Страница 11 из 38
Отлегло немного. Потому изрядно богомаза наградила. Шкуру снимать не велела и в котле варить не приказала.
Просто, без изысков повесили.
В трапезном зале Кролико-Предтечинской обители народу собралось видимо-невидимо. Не яблоку – вишенке малой упасть негде. Давно так многолюдно в обители Ингельдотовой не народу не собиралось.

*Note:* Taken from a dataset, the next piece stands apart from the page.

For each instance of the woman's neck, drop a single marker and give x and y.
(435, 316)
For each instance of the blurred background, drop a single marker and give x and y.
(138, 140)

В красном углу, во главе стола величаво восседает иерарх, пророкам равночинный Ингельдот-Кроликоносец. Рядом вдовица с первозванными, курия да причт храмовый. В обширное, что твой трон, кресло взгромоздился Ангел Небесный, уже от хвори колдовской, от бесовского заговора оправившийся, да не вовсе еще. Нет-нет, пустит слюни и загугукает не к месту. На лавках плотно монахи с паломниками чинно сидят, а у стен, да на галерее топчется черный люд, шумит, галдит, онучный дух наводит, прислуге мешает. Да прочь его, вон выгнать, нету такого права. Даже пиво подносят, честь-честью угощают. Потому как собрались в этой зале по причине важной. Ведь пир сегодняшний, ради гостя редкого, гостя многодостойного, учрежден.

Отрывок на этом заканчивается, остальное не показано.